Jacksonville Clinic’s ED Treatment Ads debacle


The Florida Men’s Medical Clinic prefers confidentiality. Call up its Salisbury Road office, and you’ll be greeted by a voice that identifies the business simply as a “doctor’s office.”

That air of secrecy extends to the clinic’s advertising, it would seem. Ads on the web and in newspapers, including The Florida Times-Union, speak highly of the erectile dysfunction treatment. They promise, among other things, a successful erection in men for whom popular pills such as Viagra don’t work and multiples climaxes from the same erection.

And if you don’t “respond” to the treatment on the first visit, the visit’s free.

“With that guarantee,” the ads say, “local patients have nothing to lose.”

The ads, however, don’t specify what kind of treatment they’re using. Well, judging by the clinic’s purported outcomes and use of “custom blends” of medicines, it appears that the clinic is giving men what’s known as intracavernous injections.

What the ads leave out: This involves a shot into the side of the penis, which can be painful for some men. And it can get expensive rather fast, as the injections are needed for each erection and a bottle containing five to 15 doses costs about $80.

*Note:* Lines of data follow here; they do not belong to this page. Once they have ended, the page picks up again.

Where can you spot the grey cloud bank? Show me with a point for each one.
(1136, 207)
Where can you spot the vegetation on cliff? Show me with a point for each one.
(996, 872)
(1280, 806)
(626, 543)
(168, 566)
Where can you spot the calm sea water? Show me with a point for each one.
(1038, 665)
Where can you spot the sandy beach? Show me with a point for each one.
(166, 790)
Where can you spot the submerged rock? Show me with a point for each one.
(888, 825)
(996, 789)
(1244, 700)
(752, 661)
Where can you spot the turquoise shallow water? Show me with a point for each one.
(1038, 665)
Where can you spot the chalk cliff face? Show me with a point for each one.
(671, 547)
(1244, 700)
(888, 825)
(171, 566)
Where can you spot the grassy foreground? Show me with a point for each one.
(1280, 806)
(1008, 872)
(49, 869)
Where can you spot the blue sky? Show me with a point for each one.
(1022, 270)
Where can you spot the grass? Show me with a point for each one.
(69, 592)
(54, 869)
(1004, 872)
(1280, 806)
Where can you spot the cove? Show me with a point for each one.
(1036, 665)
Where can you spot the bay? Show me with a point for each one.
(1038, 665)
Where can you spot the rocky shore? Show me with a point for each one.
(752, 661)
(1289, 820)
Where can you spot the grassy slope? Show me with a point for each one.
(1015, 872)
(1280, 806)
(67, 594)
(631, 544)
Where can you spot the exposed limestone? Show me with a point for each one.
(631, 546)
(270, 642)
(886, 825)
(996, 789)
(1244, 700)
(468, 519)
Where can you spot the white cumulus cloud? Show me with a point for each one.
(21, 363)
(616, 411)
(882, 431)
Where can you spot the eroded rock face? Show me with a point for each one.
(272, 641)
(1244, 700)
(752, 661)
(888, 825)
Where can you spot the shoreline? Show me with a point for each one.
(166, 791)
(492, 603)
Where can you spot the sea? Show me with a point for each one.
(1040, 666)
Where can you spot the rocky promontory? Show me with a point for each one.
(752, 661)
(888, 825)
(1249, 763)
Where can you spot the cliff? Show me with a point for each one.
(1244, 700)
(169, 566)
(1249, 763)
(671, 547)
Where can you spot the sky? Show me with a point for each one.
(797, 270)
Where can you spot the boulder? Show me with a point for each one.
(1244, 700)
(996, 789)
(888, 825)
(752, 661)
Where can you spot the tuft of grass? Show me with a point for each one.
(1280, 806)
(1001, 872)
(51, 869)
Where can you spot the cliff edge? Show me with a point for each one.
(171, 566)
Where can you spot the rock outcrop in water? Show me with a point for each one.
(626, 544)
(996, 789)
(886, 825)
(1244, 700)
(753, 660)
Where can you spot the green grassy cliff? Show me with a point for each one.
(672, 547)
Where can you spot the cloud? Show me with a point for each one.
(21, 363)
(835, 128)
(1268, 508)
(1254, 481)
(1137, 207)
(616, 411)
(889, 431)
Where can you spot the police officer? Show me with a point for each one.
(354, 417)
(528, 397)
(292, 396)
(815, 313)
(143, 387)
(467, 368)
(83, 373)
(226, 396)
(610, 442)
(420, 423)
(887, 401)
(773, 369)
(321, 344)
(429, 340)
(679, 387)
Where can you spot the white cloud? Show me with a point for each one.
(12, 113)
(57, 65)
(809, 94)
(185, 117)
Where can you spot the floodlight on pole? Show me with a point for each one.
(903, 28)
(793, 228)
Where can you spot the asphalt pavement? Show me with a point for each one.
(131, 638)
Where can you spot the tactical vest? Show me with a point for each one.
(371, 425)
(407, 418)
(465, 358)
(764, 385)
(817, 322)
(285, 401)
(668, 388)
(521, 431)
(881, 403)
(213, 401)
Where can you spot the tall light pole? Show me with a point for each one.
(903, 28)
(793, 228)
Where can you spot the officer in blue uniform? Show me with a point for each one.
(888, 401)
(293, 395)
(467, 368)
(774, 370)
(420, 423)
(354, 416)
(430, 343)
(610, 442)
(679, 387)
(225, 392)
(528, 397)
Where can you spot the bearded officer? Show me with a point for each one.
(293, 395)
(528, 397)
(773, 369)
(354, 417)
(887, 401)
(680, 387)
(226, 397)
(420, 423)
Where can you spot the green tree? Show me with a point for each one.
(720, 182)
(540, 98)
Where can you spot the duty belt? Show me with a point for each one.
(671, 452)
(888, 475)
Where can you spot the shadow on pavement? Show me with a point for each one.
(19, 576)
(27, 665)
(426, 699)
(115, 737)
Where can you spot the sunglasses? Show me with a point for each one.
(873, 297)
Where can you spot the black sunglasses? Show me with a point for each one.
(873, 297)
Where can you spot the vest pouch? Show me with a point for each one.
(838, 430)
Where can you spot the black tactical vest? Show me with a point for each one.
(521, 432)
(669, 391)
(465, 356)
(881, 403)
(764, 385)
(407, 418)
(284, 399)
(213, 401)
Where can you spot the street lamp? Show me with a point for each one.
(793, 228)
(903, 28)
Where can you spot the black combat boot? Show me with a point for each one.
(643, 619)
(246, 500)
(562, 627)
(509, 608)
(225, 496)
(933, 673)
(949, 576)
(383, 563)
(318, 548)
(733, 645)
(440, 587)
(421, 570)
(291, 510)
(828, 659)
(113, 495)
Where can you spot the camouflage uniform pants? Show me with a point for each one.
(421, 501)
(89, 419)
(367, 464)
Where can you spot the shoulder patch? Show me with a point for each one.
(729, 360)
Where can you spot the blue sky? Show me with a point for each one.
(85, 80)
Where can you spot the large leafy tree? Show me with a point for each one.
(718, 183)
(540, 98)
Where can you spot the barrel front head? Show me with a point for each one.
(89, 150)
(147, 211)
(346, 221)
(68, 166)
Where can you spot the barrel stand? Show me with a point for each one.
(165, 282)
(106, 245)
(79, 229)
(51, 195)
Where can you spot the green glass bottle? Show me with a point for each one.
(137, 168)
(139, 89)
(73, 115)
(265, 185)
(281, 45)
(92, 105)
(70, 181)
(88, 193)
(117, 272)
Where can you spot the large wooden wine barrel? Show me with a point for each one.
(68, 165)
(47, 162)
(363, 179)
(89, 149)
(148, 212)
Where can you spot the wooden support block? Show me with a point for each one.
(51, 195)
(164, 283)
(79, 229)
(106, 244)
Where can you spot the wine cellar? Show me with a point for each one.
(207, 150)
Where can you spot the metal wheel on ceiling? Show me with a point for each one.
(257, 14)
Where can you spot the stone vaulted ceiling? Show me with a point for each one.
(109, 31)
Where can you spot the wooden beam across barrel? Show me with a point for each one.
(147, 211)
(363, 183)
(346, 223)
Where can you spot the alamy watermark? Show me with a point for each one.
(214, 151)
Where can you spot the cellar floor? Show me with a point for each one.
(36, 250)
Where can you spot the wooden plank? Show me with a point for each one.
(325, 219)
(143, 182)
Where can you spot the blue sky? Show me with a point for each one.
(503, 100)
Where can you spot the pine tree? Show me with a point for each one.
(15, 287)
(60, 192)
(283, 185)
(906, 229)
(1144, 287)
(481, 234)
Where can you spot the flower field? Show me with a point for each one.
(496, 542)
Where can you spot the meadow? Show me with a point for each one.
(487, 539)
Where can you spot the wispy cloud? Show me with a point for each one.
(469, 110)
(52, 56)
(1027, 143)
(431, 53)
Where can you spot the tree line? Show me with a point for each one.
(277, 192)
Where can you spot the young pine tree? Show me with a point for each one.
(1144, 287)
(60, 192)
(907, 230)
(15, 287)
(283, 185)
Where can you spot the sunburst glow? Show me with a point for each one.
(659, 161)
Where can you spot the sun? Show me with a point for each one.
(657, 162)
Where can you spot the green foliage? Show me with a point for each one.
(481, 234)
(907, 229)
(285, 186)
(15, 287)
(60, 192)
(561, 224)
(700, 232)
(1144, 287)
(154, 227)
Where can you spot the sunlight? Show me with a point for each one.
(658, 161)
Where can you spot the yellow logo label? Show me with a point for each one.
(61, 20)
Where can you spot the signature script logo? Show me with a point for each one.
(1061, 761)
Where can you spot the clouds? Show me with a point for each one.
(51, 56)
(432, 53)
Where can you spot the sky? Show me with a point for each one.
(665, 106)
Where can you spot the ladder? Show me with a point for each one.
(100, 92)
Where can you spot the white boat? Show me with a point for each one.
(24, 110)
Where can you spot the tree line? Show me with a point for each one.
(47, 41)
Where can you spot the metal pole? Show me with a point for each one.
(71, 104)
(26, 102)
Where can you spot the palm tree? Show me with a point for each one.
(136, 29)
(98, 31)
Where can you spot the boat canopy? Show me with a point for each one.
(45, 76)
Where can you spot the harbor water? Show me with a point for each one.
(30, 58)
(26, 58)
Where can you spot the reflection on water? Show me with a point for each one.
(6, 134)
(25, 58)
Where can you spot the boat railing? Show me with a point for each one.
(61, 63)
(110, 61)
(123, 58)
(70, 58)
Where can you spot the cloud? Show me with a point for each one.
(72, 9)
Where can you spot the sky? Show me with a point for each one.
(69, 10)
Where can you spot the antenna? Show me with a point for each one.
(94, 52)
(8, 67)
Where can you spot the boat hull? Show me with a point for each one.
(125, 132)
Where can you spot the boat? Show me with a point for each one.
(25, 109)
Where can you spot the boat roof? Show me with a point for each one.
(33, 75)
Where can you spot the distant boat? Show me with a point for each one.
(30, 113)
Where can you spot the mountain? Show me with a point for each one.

Much like other ED drugs, the medicine causes the blood vessels to dilate. Some men are unable to take Viagra and its ilk because the drugs cause blood flow to increase all over, creating potential conflicts with existing health problems. The intracavernous injections, though, only affect the penis, tamping down such issues.

An advertorial linked to on the clinic’s home page quotes its lead doctor, Kevin Hornsby of Celebration, as boasting a 98 percent success rate in helping men regain sexual function.

It’s difficult to appraise that statement without knowing Hornsby’s exact methods or, for that matter, how he defines regaining sexual function. But his number parallels those of at least one study conducted on intracavernous injections.

A 2002 Israeli study found a 94 percent success rate in an analysis of about 100 patients (“success” being defined as a penis erect enough for vaginal penetration). But only about three out of five of the men experienced an erection after the first shot.

Only after two additional shots with different formulations — each more painful than the one preceding — did 94 percent see success.

Hornsby’s business is now a chain that includes at least three sites in Florida and one each in Georgia, New York and Pennsylvania. I left a message for him last week in New York, where I had been told he was working, but have yet to hear back.